I can’t believe that on a glorious blue sky winter day, none of my photos included the sky. But trust me, it was wonderful that a sun-filled Thursday returned. The day was sensational, so much so that our team of volunteers and Coordinator basked comfortably in the sun, when eating lunch in the Food Garden at the Royal Tasmanian Botanical Gardens (RTBG).
It was a simple day of weeding and planting, and eight of us laboured on these tasks – it almost sounds like a spiritual uplifting when I say we did it with joy in our hearts. The clear clean air, the general garden atmosphere and the easy team work which we undertook, created an experience that was profoundly rewarding. As usual.
M and I commenced our morning clearing the weeds around a self-sown parsley patch. An excitement occurred when a streaked brown object leapt from beneath the canopy into full view. It seems so long since I have seen a frog so this was a delight; camouflaged not with the parsley greens rather with the rotting foliage covering exposed soil.
I have tried to identify the frog from photos and guess it may be a Brown Tree Frog (Litoria ewingi) – taking my lead from a Tasmanian government website. What do you think? ‘Our’ frog was mostly shades of grey rather than brown and was located beneath a very large spreading cedar tree where perhaps it lives moving up and down the greyish bark on the trunk.
N was successful in planting Kale topped Swedes from seed produced by Peter Cundall, the original Food Garden guru.
P weeded the brassicas, and J did a sterling job removing tiny weeds from around the tiny fronds of baby carrot tops.
L and M went deep into the artichoke plants and removed dead stalks and hunted for hidden weeds.
Cauliflowers seedlings were planted out.
R planted mustard plants before settling them in with a good soaking.
Meanwhile Coordinator Adam strewed fine gravel over old paths and swept and raked and generally made the walking areas exceptionally smart.
I enjoyed wandering around the garden beds to see the changes. It was inspiring to see the garlic bulbs had sprouted and green growth was pushing up high into the air. The future crop looks very promising.

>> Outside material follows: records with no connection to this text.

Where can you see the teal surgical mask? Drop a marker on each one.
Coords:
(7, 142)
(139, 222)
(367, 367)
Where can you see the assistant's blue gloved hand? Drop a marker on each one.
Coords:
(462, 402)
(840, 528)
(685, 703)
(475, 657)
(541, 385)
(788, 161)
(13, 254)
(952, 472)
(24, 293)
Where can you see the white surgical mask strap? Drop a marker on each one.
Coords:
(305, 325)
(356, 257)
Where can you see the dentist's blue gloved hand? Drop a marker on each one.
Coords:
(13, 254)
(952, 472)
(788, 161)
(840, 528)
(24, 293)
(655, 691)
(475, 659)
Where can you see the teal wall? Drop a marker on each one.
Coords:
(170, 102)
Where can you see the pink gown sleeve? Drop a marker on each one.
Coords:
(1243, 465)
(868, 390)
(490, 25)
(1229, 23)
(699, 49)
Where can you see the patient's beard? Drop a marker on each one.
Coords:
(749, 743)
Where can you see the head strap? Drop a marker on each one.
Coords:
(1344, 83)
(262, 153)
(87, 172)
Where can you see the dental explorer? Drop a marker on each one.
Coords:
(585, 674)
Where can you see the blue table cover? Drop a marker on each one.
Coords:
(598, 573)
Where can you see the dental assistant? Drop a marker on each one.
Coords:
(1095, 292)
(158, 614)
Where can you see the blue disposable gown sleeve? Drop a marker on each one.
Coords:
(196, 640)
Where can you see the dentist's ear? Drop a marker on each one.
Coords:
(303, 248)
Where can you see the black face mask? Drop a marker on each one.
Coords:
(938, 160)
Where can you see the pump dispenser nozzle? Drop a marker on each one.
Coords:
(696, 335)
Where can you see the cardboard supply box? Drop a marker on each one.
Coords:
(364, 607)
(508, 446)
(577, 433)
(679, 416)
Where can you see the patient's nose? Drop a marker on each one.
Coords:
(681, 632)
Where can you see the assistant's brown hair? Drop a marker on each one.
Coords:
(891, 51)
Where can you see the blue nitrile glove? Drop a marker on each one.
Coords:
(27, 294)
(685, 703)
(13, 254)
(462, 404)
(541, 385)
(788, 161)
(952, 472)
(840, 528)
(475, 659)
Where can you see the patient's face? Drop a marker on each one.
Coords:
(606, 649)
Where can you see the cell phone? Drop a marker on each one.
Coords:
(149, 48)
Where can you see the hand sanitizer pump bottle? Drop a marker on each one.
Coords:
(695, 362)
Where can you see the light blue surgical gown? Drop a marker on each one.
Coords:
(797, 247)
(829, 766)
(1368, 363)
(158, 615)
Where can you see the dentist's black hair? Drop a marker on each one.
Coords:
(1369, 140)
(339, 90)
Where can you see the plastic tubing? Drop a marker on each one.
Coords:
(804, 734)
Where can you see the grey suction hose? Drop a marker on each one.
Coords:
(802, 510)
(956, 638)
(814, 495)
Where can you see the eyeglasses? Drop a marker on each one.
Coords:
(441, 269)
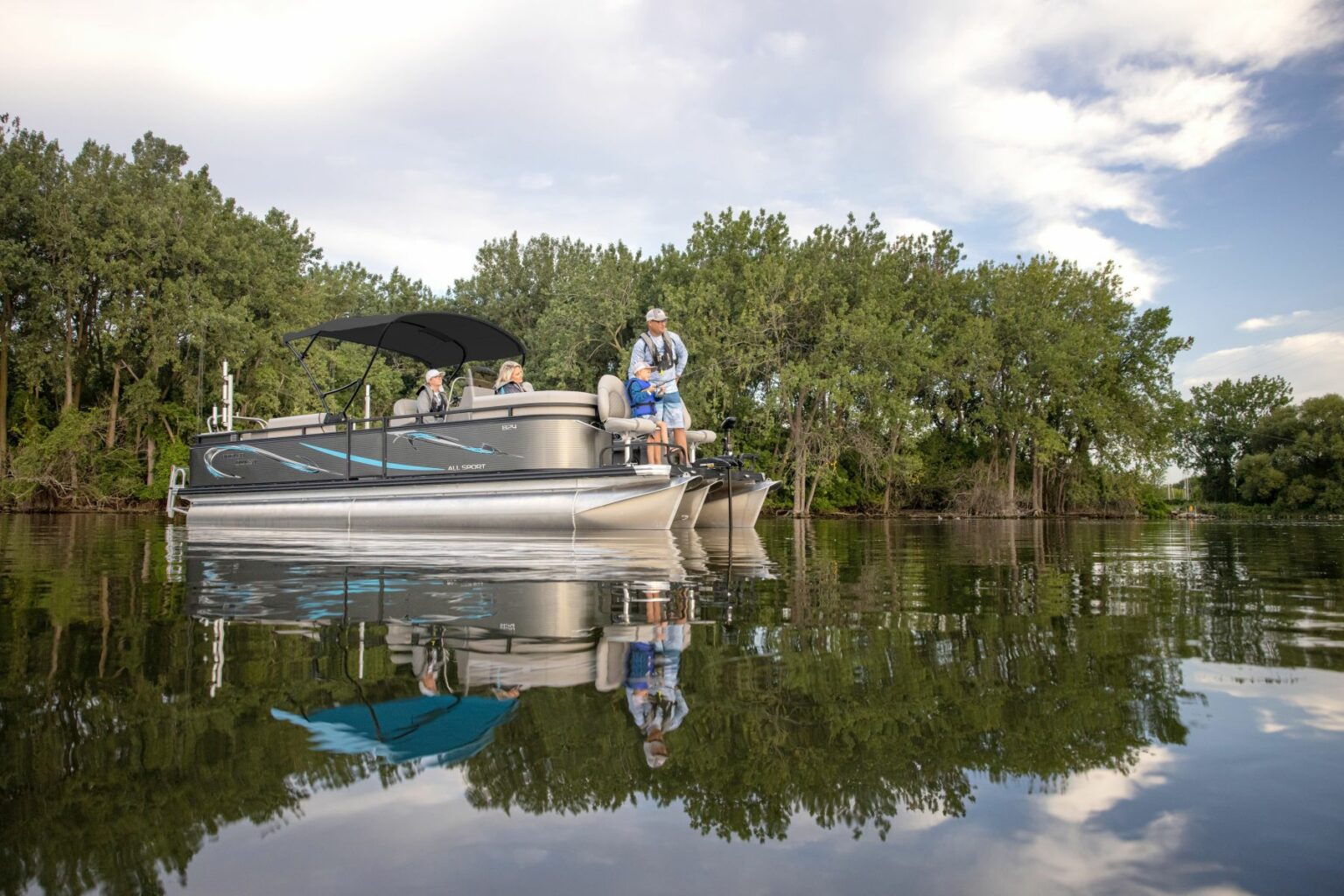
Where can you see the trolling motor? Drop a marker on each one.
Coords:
(729, 422)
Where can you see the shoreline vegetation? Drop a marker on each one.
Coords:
(874, 375)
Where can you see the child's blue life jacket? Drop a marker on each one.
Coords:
(641, 401)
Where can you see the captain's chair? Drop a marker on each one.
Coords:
(695, 438)
(613, 409)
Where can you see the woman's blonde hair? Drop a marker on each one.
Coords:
(506, 373)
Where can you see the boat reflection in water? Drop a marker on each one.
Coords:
(474, 621)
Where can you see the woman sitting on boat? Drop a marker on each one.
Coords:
(509, 379)
(430, 398)
(641, 394)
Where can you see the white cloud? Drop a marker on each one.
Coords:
(1312, 363)
(629, 120)
(787, 45)
(1306, 697)
(1092, 248)
(1273, 320)
(1093, 793)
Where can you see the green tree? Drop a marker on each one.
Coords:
(1222, 422)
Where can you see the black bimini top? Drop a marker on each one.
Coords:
(440, 339)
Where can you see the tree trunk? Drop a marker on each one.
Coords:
(800, 457)
(4, 387)
(116, 398)
(69, 364)
(800, 485)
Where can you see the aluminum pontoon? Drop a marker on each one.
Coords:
(531, 461)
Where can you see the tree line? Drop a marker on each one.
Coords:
(869, 371)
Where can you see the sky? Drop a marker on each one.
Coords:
(1199, 144)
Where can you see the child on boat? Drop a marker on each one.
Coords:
(641, 394)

If you have the good fortune to visit the Food Garden, please remember the produce is not for your consumption. Rather it will be collected for Second Bite, a charity which distributes food to disadvantaged families. If you have friends or relatives who plan to visit, please tell them this fact so they do not believe that the produce can be picked and eaten by them – then hungry people miss out. I am sure they will understand once they know this approach is different from other community gardens found elsewhere in Tasmania.